Introduction
Coronavirus disease-2019 (COVID-19) has resulted in considerable morbidity and mortality worldwide since December 2019. Clinical features of COVID-19 patients have recently been well described, and the existence of heart injury in these patients has been confirmed. A previous study reported that 12% of COVID-19 patients had related acute heart injury, accompanied by decreased ejection fraction (EF) and elevated troponin I (TnI)1. In another case series, the percentage of patients with acute cardiac injury and arrhythmia was even higher in severe COVID-19 patients (22.2% and 44.4%, respectively)2. It has been reported that cardiac injuries are common in critically ill patients with COVID-193; some case series reported a peak value of TnI exceeding 40-fold the normal value4. Nevertheless, information on cardiac injury in patients affected by COVID-19 is relatively limited at present.

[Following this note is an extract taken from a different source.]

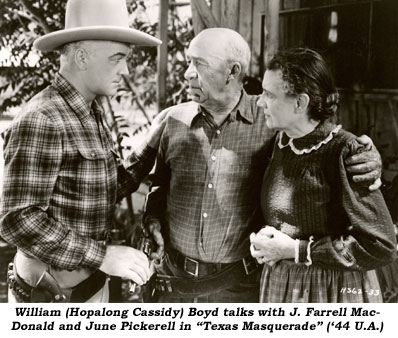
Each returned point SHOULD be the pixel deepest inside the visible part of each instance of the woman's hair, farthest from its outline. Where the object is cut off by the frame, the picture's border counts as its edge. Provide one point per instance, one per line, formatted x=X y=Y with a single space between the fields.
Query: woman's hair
x=304 y=71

There is a need to investigate prognostic markers for severe COVID-19 patients to provide important information for early therapeutic strategies. Echocardiography is a convenient and repeatable approach that allows control of cross-infection in the hospital and is suitable to examination in the ICU; thus, echocardiography has become an indispensable examination method for evaluating COVID-19 patients in ICU. This study therefore attempted to use echocardiographic measurements to predict the chance of weaning from mechanical ventilation in patients with critical COVID-19. Herein, we retrospectively analyzed clinical data from Shenzhen Third People’s Hospital, China, to explore the potential association between pulmonary artery systolic pressure (PASP), determined echocardiographically, and success to wean from mechanical ventilation in critically ill patients with COVID-19.